Beyond that, while the act breaks and map do a good job of letting the player know how much game is left, there’s not much of an organic sense of progression, unlike say Cragne Manor where you gain momentum in the back half of the game as you see how the puzzle chains are starting to resolve and getting a new item can lead to an “aha” that provides a key to earlier barriers that had been stymying you. There are some things that pay off in the Maze Gallery, items you collect in early rooms that get used to good effect later, but the surrealistic nature of the Gallery meant that I couldn’t really predict what would or wouldn’t be useful later (and in fact I finished the game with a lot of unused items as souvenirs of the visit).

I also think the game could use a few more showstopper rooms, like the slaughterhouse bathroom in Cragne Manor – there are some rooms that are intentionally low-key, but none that feel like they’re taking a big big swing and providing some contrast for the medium-scale locations (admittedly, the Clown Alley comes close, but it’s sequenced a little late in the path, and only has a few moments of interactivity, so it didn’t wind up energizing me as much as I’d hoped).

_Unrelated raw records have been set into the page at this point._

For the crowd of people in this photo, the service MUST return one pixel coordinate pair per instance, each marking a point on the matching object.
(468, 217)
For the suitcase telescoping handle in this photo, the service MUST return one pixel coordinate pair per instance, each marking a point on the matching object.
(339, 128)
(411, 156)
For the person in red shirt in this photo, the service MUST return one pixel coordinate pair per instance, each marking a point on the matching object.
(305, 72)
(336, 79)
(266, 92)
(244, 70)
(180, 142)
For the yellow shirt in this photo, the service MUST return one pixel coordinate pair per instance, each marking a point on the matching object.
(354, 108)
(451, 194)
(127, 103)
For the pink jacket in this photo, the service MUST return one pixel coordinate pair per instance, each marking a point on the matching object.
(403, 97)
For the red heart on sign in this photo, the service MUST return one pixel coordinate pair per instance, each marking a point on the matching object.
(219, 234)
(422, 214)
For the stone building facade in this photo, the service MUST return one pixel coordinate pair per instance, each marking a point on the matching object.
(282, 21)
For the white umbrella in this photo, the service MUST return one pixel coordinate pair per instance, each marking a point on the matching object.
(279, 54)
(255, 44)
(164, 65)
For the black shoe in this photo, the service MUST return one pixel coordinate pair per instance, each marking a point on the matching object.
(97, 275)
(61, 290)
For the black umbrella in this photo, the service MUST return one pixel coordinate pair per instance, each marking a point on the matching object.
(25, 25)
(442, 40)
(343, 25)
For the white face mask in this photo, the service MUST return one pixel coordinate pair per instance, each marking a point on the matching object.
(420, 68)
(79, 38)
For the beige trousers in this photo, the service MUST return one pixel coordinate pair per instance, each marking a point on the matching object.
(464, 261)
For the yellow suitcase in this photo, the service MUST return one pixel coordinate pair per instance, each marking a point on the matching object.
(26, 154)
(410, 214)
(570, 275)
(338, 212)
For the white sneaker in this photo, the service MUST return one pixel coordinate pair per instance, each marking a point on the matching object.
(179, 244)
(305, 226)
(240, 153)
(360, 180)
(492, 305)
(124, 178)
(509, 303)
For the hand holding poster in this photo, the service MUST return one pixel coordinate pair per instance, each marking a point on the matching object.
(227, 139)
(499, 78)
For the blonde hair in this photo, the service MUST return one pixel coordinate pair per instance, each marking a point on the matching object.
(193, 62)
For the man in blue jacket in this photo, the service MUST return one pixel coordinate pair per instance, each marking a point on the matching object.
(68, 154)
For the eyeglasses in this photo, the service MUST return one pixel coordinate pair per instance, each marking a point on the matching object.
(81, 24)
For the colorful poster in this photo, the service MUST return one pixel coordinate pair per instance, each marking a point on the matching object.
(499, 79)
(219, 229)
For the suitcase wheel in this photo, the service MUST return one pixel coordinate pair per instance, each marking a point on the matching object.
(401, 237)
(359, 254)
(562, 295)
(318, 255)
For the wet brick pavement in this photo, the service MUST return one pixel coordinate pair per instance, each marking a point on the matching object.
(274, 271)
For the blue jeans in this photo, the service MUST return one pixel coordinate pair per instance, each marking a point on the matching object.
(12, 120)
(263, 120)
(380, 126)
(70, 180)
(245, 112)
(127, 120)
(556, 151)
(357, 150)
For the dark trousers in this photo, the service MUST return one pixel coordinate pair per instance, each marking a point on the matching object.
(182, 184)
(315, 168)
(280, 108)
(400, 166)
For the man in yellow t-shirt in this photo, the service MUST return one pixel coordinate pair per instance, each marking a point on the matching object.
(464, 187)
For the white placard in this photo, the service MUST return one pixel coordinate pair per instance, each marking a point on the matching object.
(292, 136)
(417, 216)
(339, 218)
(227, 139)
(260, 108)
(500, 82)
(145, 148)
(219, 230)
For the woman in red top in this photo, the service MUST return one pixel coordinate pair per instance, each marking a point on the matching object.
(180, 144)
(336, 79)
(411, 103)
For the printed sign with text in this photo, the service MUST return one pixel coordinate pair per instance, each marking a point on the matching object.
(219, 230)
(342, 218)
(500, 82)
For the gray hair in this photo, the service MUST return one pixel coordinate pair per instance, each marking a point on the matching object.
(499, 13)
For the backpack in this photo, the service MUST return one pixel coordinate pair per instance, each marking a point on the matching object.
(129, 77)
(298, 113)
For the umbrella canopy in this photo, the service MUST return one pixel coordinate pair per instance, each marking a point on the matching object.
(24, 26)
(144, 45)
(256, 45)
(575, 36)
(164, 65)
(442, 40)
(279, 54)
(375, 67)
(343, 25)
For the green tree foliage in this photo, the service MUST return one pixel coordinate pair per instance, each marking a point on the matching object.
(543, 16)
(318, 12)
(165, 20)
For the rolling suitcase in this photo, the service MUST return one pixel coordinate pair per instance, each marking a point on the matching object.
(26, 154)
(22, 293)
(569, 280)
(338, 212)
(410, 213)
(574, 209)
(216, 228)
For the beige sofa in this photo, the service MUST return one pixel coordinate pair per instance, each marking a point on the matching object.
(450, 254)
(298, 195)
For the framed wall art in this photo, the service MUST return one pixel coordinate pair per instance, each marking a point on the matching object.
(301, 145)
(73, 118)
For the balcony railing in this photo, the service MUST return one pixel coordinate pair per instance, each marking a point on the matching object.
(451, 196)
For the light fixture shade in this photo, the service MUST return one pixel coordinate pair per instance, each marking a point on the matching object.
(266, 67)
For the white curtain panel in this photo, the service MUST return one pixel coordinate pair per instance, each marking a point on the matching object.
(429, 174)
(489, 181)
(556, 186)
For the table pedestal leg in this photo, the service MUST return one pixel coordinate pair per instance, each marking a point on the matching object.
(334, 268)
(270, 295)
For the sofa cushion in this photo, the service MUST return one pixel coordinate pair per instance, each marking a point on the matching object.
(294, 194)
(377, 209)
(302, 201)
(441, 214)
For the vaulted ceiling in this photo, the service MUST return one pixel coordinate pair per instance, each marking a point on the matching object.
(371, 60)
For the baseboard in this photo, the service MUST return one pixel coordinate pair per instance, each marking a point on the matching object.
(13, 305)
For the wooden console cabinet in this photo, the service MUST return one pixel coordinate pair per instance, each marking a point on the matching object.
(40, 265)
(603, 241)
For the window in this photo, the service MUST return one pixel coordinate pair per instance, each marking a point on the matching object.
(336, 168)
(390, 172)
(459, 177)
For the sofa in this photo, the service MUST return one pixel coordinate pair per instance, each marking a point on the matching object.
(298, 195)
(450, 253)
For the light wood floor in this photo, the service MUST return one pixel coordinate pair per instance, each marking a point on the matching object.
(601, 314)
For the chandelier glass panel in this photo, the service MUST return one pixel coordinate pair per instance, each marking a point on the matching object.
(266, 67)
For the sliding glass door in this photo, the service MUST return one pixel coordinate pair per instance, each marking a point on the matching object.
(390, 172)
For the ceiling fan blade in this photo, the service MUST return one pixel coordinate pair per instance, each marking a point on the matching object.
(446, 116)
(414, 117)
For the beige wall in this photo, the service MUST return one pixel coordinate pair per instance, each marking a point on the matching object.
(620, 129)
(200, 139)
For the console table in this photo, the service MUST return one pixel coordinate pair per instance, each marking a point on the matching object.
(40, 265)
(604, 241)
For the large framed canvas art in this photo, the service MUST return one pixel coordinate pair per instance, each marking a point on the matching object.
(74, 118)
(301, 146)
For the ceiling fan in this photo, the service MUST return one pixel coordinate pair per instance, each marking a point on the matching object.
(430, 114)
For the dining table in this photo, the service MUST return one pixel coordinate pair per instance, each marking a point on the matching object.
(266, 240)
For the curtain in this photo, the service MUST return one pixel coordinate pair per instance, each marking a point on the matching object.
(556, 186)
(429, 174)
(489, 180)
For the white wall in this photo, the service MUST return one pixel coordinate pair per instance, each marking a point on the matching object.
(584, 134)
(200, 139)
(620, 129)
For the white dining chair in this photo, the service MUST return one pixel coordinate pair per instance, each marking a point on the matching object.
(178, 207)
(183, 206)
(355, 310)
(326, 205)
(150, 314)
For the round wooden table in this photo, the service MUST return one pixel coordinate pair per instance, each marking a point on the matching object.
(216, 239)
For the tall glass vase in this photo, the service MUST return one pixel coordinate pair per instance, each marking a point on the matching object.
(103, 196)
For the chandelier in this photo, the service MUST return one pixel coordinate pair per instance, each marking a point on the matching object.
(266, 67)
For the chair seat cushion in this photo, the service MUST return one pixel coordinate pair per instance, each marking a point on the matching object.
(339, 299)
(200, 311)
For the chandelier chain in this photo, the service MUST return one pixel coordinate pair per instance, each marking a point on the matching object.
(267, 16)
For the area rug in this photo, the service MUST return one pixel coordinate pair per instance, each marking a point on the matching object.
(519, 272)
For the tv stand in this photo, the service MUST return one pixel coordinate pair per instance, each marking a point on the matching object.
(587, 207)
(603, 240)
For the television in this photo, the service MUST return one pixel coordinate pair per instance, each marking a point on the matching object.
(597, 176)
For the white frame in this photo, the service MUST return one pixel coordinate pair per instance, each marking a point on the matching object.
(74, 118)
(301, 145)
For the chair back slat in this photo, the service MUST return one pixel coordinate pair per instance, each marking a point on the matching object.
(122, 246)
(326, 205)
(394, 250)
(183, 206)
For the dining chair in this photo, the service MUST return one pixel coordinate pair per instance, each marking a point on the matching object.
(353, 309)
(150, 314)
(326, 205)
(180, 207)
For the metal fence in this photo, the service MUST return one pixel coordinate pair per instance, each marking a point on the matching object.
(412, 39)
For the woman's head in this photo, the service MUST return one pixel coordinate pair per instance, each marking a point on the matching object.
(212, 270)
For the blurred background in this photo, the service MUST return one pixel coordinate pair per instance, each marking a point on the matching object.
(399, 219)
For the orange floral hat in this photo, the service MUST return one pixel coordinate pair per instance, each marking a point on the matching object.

With that said, there’s real pleasure to be had in the charms the game does have to offer, especially the characters: while the nature of the locations was that most of them were places to experience and then move past, there were some stories that stuck with me, like the young blob looking for some kind of self-definition whose anxious parents wanted to help without overstepping, or the bat and the pig who metafictionally quizzed me about narratively significant events while sharing gossip about inter-departmental politics at the Gallery. It’s a lovely potpourri, and my complaints are likely primarily just a symptom of playing Maze Gallery as part of the IFComp firehouse rather than at the more leisurely pace that the material deserves – those comparisons with Cragne Manor above should probably be taken with a grain of salt since my feelings about the game would be vastly different if I’d tried to speed-run my way through its bulk. And after all, nobody likes to be frog-marched through a museum!